A home loan, otherwise known as a mortgage, enables you to purchase a house without paying the full price out of pocket at the time of the purchase.
For most people, buying a home is the biggest financial transaction of their lifetime. For that reason, if you’re in the market for a new home, it’s best to learn all you can about home loans and how they work before you get too deep into the process.
Here are some things you may not know about home loans:
Rates fluctuate daily
Borrowers who are eager to secure a home loan with a low interest rate may get into the habit of checking mortgage rates as often as some people check the weather. Interest rates fluctuate every day, which means the rate you see today may be different than the one you see when you actually are approved for the loan.

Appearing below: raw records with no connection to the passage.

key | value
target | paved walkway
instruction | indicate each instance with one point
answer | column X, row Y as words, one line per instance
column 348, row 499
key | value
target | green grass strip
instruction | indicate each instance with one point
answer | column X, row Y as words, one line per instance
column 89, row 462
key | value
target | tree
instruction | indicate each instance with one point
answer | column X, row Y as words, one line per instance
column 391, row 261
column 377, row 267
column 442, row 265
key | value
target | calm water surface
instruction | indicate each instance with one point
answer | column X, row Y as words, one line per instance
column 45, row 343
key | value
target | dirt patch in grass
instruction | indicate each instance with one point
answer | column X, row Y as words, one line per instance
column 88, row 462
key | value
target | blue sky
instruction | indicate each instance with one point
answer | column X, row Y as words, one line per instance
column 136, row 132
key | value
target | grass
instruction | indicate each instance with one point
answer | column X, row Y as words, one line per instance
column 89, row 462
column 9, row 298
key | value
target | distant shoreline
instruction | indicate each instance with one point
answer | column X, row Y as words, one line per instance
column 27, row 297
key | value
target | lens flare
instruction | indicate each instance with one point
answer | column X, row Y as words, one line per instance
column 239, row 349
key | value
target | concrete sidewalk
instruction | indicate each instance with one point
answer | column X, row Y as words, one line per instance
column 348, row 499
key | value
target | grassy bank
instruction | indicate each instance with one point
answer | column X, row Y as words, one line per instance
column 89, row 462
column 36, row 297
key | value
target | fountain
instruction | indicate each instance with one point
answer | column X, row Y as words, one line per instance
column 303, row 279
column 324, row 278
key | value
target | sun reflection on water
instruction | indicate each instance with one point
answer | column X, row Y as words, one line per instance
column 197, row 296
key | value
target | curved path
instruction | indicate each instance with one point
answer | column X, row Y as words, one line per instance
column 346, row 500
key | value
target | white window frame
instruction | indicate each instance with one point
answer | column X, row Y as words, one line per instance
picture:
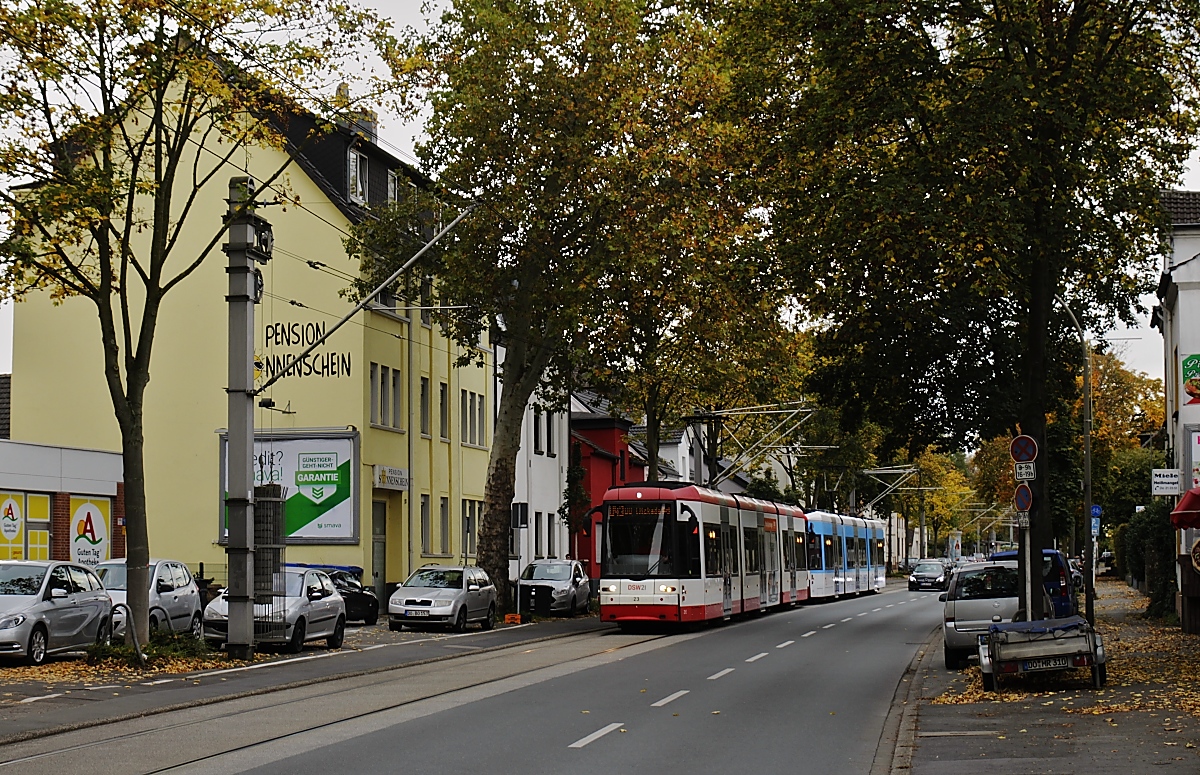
column 357, row 176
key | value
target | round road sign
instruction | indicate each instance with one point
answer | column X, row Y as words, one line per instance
column 1023, row 499
column 1024, row 449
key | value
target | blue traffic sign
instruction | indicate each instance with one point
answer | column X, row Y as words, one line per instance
column 1023, row 499
column 1024, row 449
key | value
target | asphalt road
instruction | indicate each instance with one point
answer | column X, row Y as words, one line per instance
column 804, row 690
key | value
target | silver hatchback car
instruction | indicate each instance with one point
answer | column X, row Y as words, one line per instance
column 47, row 607
column 174, row 596
column 979, row 594
column 443, row 594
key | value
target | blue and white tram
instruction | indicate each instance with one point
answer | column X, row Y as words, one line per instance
column 678, row 552
column 845, row 554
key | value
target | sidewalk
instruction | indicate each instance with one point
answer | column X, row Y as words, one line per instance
column 1146, row 719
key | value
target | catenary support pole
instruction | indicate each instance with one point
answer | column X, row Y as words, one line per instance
column 250, row 240
column 1089, row 542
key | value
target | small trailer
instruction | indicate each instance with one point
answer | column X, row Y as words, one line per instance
column 1014, row 648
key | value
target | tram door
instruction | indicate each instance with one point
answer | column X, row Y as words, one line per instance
column 864, row 566
column 768, row 588
column 790, row 560
column 729, row 566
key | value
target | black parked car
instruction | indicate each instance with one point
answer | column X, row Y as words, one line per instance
column 929, row 575
column 361, row 604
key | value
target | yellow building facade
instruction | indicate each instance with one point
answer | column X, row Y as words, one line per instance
column 383, row 390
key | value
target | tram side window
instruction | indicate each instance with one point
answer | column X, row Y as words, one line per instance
column 751, row 540
column 712, row 553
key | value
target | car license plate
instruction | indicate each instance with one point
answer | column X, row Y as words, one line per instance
column 1049, row 664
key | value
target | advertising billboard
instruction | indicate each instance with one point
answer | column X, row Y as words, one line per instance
column 319, row 479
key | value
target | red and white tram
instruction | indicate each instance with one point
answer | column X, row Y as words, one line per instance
column 679, row 552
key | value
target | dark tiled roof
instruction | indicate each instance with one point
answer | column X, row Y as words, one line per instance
column 5, row 406
column 1183, row 206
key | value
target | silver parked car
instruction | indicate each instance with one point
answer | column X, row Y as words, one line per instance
column 174, row 596
column 979, row 594
column 442, row 594
column 312, row 610
column 47, row 607
column 558, row 586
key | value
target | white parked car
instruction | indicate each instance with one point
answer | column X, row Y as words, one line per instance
column 312, row 610
column 47, row 607
column 174, row 596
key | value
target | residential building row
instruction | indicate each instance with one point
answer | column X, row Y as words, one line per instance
column 378, row 438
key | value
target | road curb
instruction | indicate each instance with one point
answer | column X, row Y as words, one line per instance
column 893, row 755
column 34, row 734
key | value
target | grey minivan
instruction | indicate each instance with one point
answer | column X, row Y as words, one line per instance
column 47, row 607
column 979, row 594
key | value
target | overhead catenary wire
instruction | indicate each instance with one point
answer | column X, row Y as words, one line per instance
column 366, row 300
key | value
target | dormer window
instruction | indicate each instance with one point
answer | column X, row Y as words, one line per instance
column 358, row 176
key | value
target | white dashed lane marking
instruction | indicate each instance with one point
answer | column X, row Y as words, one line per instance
column 595, row 736
column 669, row 698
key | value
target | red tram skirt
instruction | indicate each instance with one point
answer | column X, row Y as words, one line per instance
column 642, row 613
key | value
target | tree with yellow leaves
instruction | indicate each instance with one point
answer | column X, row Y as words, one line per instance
column 115, row 116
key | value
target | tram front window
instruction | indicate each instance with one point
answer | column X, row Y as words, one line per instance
column 640, row 541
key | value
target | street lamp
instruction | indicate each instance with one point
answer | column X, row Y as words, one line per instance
column 1089, row 547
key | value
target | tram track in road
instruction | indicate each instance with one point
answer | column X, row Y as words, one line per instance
column 208, row 715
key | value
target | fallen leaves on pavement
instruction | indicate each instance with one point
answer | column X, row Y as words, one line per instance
column 1151, row 666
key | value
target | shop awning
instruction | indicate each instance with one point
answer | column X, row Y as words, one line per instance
column 1187, row 514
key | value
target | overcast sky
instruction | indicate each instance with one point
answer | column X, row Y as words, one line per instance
column 1141, row 348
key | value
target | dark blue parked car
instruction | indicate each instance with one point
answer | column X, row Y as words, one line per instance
column 1056, row 577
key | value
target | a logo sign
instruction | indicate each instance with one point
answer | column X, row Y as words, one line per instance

The cheapest interest rate does not guarantee the cheapest loan
When choosing a lender, borrowers will often choose the one offering the lowest interest rate, but this can actually be to their detriment. There are other factors to consider, including closing costs and the lender’s policy on releasing equity for a line of credit or a loan. Also, in adjustable-rate mortgages (ARM), the loan featuring the lowest interest rate may not have the lowest rate a few years down the line and may actually cost more in the long run.
A fixed-interest rate mortgage can ultimately cost you more
When interest rates are low, many homebuyers choose a mortgage with an interest rate that is fixed throughout the life of the loan, believing it is the most cost-effective choice. This may or may not be correct. A fixed-rate mortgage might come with higher exit fees, or fees paid to the lender when the loan is repaid. Also, if rates drop further throughout your loan’s term, you won’t be able to take advantage of the new rates unless you refinance. Finally, interest rates on fixed-term mortgages are generally higher than the initial rate on ARMs.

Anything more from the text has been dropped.